第162章 过完年再说吧(2 / 2)
沈殊青继续说:“核心的构造,用顾—辛流型承载具有湍流性质的哈密顿流,然后把安全性归约到弗洛尔同调的计算,这个思路是自洽的。
弗洛尔同调的计算在某些条件下的確是指数级困难的,这个结论在辛几何里是已知的。
肖宿的创新在於,他找到了把这些数学结构用到密码学里的方式。”
他顿了顿,又说:“而且他的构造很巧妙。他不是简单地『借用』弗洛尔同调,而是设计了一类特殊的辛流形,使得弗洛尔同调的计算恰好对应到破解者需要解决的问题。这种『对应』不是勉强的,是自然的。”
孙方远抬起头:“那量子实现的部分呢我看他用的是量子过程层析的下界,那个在量子资讯理论里是公认的结论。但问题是,他设计的那个哈密顿量,真的能实现吗”

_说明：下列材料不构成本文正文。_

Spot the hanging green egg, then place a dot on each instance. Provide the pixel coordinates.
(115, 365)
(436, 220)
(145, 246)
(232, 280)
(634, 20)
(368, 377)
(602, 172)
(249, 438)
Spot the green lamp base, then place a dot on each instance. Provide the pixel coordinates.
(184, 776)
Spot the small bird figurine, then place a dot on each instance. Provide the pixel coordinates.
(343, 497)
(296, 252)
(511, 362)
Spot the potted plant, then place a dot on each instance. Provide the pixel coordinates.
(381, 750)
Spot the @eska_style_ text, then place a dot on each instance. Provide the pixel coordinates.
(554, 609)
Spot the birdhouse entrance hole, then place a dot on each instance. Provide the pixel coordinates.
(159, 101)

顾清尘接过话:“那个哈密顿量的形式,来源於arnold扩散模型。这个模型在经典力学里是研究得很透彻的,量子化之后会得到什么性质,还需要进一步分析。但从理论上看,没有根本性的障碍。”
张秉文:“也就是说,这个框架是可行的”
沈殊青看了他一眼,缓缓说:“从数学上说,是的。剩下的就是技术细节——具体的参数选择、量子电路的实现、误差的容忍度,这些都是工程问题,可以一步步解决。”
会议室里安静了几秒。
所有人的目光都集中在刘炎青身上。
这位国家密码管理局的负责人从眼前的论文中抬起了头,他的声音不大,但每一个字都像是敲在人心上:
“各位,抗量子密码的研究,往小了说,是一项技术竞赛;往大了说,是一场关乎国家安全的战略博弈。”
“如今国际上nist的筛选已经进行到第五轮,六个入围团队,没有一个来自华国。”
他的语气很平静,但所有人都听得出来那平静
“前几天,国外那几个实验室的成果出来的时候,我整宿没睡著。不是因为咱们落后,是因为我不知道这差距还要拉多大。
咱们的金融系统、政务系统、国防系统,十年后、二十年后,拿什么来保护靠別人的標准靠別人的算法那人家在算法里留个后门,咱们连查都查不出来。”
他说到这里,停顿了一下,目光落在桌上的肖宿的论文,已经被翻得有些皱了。
“但现在,”他的声音忽然变得有些不一样了,“我们有了这个。”
他双手撑著桌面,身体微微前倾,目光从丁克林脸上移到沈殊青脸上,再移到陈明远、顾清尘、张秉文、傅道野……。
“这个框架,不是跟在人家后面修修补补,是重新铺了一条路。这条路是我们自己铺的,路怎么修、修多宽、往哪个方向走,我们自己说了算。”
他直起身,声音里带上了一种罕见的郑重:
“这將是我们国家安全最重要的一道屏障,这个项目,国家密码管理局会全力支持。
要人给人,要钱给钱,要政策给政策。
什么流程、什么审批、什么条条框框,都给我往后放。
克林,你们唯一要考虑的,就是怎么把这个框架从纸上变成现实。”
丁克林站起来,声音有些沙哑:“刘局放心。这东西,我们实验室一定全力推进。”
刘炎青看著他,点了点头。
“好,之前咱们没有自己的方案,只能望洋兴嘆,现在咱们有东西了。
接下来的事,就是把它做扎实、做落地、做成熟。”
他看向在座的所有人:
“诸位,接下来的几个月,会是关键中的关键。
这个框架还需要数学上的严格验证,需要物理上的可行性分析,需要工程上的实现方案。
每一环都不能出岔子。
我希望各位能放下手头其他的事,配合实验室把这个项目往前推。
需要协调什么、需要调用什么资源,直接来找我。”
“散会。”
不过这些肖宿都不知道,顾清尘也只是第二天打了个电话打趣他,说丁克林他们实验室恐怕连年都过不了了。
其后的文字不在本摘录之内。